Pruitt: “If confirmed, I will administer environmental laws that protect human health and the environment within the framework established by Congress. I will follow explicit cost-benefit obligations to ensure the benefits are associated with the pollutant being regulated and the costs are reflective of market realities.”

  • Is Pruitt concerned about the loss of energy-efficiency improvements and affordable housing that may result from withdrawal of the CPP?

Pruitt: “I am unfamiliar with EPA’s role and statutory authorities as they relate to affordable housing. I am concerned about the impact regulations can have on the cost of energy for consumers.”

  • Would the loss of the CPP also cause the loss of flexibility the CPP provides to states in developing energy policies?

Pruitt: “The Rule attempted to supplant decisions traditionally preserved for the states, including the establishment of intrastate energy policies, for agency mandated alternatives that would have increased the price of electricity for local citizens and reduced reliability. The notion of flexibility in the Clean Power Plan was conceptual at best. If confirmed, I will work to achieve the objectives of EPA-administered laws consistent with the process and framework established by Congress abiding by the bedrock principle of cooperative federalism, which relies on meaningful collaboration between the EPA and the states to achieve important environmental objectives.”

  • Will dismantling the CPP and cutting back on environmental regulations bring back the coal industry?

Pruitt: “I am unable to say whether United States utilities and electric cooperatives would or would not return to coal as a predominant portion of their fuel mix if the CPP were revoked or other regulations were cut back.

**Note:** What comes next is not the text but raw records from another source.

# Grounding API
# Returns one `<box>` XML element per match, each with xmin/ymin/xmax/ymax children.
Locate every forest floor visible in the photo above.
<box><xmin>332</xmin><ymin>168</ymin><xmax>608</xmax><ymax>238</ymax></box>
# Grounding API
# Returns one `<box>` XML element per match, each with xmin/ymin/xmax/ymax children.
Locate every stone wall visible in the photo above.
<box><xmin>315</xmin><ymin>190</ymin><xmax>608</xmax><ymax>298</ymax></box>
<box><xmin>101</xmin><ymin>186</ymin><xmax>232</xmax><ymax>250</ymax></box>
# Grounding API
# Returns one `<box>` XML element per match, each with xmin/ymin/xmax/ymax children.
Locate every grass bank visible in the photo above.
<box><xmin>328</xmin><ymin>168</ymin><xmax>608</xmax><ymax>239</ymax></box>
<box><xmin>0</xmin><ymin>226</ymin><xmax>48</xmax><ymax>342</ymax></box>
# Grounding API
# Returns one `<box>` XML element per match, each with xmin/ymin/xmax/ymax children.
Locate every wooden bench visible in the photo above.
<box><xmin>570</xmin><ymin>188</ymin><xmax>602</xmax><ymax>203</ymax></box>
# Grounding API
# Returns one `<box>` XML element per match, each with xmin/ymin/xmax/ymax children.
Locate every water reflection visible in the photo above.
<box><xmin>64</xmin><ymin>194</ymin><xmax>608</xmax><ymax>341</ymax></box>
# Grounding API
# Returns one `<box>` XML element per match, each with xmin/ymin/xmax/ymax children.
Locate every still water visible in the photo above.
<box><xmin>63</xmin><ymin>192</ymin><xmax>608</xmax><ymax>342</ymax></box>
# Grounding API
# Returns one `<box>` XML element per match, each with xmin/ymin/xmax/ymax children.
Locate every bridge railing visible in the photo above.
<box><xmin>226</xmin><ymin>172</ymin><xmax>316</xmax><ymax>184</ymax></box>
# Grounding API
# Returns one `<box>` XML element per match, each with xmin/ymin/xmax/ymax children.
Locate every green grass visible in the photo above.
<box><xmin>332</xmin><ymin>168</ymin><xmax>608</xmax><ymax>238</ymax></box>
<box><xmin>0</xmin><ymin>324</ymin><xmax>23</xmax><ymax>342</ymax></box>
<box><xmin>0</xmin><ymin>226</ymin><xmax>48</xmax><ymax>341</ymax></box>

The federal Energy Information Administration projects that coal will be an important part of the American fuel mix for the foreseeable future.”

  • Would he recuse himself from leadership over rules, including the CPP, he has litigated against given that professional ethics rules prohibit attorneys from changing sides, as he would be doing if confirmed?

Pruitt: “It is my understanding that recusal obligations do not extend to regulatory rulemaking of general applicability, which does not create a conflict under applicable rules. With respect to my professional obligations as a member of the bar, I am not permitted to ‘switch sides’ as counsel in any matter in which I participated as a lawyer. The standards that would apply to me as EPA Administrator are different as I would not be representing the EPA as a lawyer. Nonetheless, in any matters involving specific parties where I believe that my impartiality may be questioned, I will consult with relevant federal ethics officials to determine whether to participate in a particular matter and provide them with all relevant facts.”